“Apakah Anda tahu orang yang lebih berilmu daripada Anda?”
“Tidak,” maka Allah mewahyukan kepada Musa, “ada ya Musa, dia adalah Khidir.”
Allah kemudian memerintahkan Nabi Musa untuk ngangsu kaweruh kepada Khidir sebagaimana termuat dalam surah Alkahfi. Wallahu a’lam, jawaban Nabi Musa seakan menyiratkan karakternya yang cenderung tidak rendah hati tapi bukankah itu yang kiranya cocok untuk menghadapi manusia paling sombong, Firaun, dan umat paling angkuh, Bani Israil?

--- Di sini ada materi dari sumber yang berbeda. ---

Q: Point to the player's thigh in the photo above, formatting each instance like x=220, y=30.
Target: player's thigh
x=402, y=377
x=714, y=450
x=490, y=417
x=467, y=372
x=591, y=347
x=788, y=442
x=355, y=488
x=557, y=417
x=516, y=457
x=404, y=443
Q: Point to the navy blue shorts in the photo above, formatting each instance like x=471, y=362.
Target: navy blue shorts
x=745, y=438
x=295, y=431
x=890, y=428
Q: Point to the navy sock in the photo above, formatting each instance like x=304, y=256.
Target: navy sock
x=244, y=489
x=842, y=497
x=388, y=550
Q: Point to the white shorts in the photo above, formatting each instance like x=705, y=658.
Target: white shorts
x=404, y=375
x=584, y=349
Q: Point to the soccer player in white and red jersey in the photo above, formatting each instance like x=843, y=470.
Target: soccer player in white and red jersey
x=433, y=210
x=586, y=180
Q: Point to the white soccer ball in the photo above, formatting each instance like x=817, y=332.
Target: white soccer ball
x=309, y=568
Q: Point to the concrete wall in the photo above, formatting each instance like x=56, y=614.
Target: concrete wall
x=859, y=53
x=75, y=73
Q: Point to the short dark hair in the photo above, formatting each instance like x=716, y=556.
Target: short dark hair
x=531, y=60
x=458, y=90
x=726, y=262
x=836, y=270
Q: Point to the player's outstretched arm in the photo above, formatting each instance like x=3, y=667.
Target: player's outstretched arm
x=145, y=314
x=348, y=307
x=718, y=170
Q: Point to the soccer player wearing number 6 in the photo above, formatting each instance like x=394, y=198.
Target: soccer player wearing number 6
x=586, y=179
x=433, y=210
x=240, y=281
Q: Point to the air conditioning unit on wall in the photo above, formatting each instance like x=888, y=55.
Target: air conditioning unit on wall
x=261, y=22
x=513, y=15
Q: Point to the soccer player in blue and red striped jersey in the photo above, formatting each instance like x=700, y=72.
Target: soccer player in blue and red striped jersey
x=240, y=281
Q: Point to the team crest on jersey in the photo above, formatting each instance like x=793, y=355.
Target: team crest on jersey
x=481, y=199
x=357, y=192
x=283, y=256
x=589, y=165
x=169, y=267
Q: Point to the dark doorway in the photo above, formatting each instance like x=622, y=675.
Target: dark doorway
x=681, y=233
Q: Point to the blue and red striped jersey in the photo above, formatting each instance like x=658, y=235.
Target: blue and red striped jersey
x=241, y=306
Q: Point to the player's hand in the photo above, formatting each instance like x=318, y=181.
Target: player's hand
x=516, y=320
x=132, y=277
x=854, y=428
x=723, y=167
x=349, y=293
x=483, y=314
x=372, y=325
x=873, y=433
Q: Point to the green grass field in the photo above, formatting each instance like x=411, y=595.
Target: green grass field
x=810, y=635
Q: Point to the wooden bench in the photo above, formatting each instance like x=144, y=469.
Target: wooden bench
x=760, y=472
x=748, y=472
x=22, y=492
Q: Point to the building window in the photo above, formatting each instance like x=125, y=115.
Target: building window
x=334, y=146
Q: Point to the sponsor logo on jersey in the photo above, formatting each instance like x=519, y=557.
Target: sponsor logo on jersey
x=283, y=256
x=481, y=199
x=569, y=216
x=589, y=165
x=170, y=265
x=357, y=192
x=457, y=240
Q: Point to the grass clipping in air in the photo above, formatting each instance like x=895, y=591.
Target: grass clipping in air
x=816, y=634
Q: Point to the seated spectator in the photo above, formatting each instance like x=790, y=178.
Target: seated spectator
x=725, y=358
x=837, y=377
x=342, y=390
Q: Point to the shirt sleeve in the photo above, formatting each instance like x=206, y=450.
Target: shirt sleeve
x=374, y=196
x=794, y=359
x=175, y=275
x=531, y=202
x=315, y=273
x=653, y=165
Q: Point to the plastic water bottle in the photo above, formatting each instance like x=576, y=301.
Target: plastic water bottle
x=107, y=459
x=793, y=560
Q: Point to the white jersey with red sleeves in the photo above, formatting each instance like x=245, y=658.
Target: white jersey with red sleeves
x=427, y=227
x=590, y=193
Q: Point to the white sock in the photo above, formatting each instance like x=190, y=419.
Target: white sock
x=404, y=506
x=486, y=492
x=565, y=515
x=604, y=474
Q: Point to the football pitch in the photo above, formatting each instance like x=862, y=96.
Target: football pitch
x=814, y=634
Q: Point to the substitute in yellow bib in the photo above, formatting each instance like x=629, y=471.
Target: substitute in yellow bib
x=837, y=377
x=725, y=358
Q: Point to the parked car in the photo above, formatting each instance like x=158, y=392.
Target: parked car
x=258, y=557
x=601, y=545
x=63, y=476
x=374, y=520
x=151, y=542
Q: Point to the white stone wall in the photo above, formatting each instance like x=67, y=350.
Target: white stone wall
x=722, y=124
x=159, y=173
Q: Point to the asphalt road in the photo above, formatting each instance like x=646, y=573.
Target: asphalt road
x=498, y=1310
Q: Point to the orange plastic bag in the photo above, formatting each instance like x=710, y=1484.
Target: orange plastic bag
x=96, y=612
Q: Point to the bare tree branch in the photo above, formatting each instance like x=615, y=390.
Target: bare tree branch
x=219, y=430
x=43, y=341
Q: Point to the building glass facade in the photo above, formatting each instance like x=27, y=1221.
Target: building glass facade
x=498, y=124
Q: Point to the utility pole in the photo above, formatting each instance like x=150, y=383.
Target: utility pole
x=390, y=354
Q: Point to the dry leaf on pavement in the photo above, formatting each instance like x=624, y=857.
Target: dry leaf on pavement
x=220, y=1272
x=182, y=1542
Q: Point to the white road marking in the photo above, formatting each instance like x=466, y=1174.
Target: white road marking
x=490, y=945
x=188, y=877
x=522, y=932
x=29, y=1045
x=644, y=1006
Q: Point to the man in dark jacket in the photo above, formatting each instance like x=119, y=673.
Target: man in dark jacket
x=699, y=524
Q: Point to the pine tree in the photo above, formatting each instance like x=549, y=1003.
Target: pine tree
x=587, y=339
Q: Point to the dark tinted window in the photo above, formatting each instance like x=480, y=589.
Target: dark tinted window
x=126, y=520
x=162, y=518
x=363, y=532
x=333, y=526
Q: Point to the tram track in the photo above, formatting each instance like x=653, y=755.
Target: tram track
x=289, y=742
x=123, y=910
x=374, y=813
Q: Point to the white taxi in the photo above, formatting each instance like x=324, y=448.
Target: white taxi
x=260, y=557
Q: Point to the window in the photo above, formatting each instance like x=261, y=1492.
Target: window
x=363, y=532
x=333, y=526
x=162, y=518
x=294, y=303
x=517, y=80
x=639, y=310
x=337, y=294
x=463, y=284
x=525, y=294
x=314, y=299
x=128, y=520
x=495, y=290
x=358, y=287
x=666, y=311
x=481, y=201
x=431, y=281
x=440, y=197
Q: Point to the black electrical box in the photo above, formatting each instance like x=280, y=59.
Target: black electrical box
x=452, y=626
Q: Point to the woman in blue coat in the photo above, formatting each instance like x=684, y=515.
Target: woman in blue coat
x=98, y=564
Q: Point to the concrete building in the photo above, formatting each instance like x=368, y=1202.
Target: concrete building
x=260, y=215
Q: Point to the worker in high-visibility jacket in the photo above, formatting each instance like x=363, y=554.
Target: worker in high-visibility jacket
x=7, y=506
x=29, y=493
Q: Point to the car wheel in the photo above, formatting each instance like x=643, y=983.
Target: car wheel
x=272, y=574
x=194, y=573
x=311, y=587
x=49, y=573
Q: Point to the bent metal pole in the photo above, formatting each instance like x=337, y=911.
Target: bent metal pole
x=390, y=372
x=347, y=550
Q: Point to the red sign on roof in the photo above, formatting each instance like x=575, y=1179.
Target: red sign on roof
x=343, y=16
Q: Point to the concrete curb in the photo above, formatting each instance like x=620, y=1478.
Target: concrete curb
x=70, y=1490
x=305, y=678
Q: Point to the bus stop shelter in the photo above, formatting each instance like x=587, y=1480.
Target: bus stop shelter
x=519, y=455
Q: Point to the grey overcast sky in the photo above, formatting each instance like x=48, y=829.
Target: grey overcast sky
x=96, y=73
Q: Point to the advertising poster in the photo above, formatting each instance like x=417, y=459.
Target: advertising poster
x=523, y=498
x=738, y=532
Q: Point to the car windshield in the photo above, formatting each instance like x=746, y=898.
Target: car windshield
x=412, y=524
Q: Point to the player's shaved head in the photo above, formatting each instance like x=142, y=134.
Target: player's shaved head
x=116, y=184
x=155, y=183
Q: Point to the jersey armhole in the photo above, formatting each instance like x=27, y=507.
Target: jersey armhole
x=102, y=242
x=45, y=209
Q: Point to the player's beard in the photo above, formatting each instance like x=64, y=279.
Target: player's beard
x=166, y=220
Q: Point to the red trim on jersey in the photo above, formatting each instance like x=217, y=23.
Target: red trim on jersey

Ibnu Abbas, sang penghimpun ilmu, suatu ketika merontokkan jantung seorang penduduk Iraq yang jauh-jauh menemuinya untuk menanyakan sesuatu. “Beri aku hal-hal besar, dan masalah-masalah sepele itu berikan saja pada orang lain!” Demikianlah kira-kira sebaris kalimat yang mengguncang, yang jelas nyelekit tapi Ibnu Umar pun pernah menunjukkan sikap serupa, “mereka bertanya perihal darah nyamuk padahal tangannya berlumuran darah cucu Rasulullah!” Ya, jiwa yang dipenuhi visi-visi besar memang tidak menyisakan ruang untuk hal-hal remeh.
Jawaban atas pertanyaan tidak hanya menunjukkan kualitas penjawab tapi juga penanya. Ibnu Mas’ud berkata, “sungguh tidaklah kamu berbicara kepada suatu kaum dengan pembicaraan yang tidak mampu dipahami akal mereka melainkan akan terjadi fitnah pada sebagian mereka.” Wallahu a’lam.